You said you couldnt get the condom on but "its the thought that counts"
One minute we were getting noise complainted by the security guards the next I was shotgunning a beer with them
Im embracing the luau theme and maybe bringing a kiddie pool filled with alcohol. Im also embracing the high probability I will not remember this night.

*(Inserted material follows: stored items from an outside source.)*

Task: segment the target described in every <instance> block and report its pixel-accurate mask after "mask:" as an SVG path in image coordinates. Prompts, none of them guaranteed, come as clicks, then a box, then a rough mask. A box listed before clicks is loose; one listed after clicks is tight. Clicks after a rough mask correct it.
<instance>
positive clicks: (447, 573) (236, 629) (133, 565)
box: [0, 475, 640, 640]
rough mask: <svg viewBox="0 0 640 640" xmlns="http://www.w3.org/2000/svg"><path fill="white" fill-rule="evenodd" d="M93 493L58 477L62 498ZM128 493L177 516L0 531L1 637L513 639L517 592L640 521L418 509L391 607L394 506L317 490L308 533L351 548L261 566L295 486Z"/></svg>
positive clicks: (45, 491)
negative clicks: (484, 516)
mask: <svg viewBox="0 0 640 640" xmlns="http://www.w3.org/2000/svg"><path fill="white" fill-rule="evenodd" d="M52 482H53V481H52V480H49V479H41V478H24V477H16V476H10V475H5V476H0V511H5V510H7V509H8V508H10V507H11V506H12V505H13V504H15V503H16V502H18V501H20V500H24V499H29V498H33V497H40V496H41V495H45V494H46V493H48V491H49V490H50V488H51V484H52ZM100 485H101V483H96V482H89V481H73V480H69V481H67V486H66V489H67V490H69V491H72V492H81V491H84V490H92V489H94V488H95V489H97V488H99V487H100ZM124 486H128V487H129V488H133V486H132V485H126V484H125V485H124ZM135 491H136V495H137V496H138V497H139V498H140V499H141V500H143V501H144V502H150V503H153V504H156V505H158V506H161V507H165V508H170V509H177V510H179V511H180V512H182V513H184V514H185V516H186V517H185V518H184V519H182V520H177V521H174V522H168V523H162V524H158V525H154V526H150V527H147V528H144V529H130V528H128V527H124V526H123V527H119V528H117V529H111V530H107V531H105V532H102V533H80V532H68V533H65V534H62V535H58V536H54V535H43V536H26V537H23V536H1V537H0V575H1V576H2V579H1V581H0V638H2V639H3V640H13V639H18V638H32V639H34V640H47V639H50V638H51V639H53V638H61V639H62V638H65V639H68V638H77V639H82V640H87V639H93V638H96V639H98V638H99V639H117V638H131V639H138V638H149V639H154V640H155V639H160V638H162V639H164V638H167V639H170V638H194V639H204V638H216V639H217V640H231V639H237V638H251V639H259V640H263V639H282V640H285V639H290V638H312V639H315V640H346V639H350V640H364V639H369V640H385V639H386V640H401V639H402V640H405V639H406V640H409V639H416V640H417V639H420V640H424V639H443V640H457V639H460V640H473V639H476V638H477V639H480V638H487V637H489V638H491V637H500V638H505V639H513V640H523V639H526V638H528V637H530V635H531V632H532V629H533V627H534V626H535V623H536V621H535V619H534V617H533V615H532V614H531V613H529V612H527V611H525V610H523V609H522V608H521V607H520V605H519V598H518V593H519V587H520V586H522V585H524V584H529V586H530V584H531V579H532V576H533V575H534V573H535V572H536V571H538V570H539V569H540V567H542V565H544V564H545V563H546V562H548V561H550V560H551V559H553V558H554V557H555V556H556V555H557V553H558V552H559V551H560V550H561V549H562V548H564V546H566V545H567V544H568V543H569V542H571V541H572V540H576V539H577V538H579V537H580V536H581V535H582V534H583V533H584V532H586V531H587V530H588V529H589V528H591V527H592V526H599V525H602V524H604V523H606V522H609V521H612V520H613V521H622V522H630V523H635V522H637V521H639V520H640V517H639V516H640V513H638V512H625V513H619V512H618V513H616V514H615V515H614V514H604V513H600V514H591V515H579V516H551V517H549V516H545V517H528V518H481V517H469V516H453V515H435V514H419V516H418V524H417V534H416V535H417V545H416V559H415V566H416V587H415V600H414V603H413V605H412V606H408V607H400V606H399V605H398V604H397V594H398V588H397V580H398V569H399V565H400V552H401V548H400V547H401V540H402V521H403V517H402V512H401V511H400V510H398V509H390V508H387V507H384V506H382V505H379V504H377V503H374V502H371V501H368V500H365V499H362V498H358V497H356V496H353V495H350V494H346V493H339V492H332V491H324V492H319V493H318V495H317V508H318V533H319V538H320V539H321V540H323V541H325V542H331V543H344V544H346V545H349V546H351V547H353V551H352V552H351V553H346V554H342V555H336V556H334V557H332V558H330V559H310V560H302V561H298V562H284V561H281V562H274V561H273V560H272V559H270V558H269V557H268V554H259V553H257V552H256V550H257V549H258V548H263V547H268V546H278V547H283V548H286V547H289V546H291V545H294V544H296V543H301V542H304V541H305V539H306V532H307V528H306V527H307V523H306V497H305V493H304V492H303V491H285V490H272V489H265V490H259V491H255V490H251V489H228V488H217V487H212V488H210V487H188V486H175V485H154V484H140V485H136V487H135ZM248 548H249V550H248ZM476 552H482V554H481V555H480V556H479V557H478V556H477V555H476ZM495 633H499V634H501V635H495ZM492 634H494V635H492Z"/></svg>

Oh eartly, In cocy youtu youchv make the wallflowers d tskunks!y, couch protection now,.sryou should feel special !
Restaurants Roasting People Who Gave Them Negative Yelp Reviews (25 Pics)
Fake an illness. Her and her friends are like the female version of guys who wear tapout shirts
Using your ex girlfriend's little brother to pick up women at the a&p: priceless
You kept trying to make people drink "salsa-ritas." But all you did was dump tequila in a half full jar of salsa, and shove it in people's faces while shouting at them.
I discovered a new stretch mark. DONE. LITERALLY DONE.
All I remember is dance battling with a man named tom the entire time who kept buying me drinks so id say it was a success
Woman Posts Harassing DMs From Creep Online, Now He’s Upset Because People Told His Mom
Dude he's moving to fucking Germany now. What is it about your vagina that makes men want to flee the continent?
Tried to shave my legs but the rug burn on my knees from last night got in the way.
Most of my life can be described like an HBO prison drama.
She texted me this morning asking why all of her house pillows were inside her mini-van.
So thats where i built my buckingham palace
Today's forecast: 90% chance of bad decisions, good stories, solid new dick and artichoke pizza
I'm like a sensual ninja. You turn your head for a second and.... BOOM I'm naked. It's like a naughty magic trick.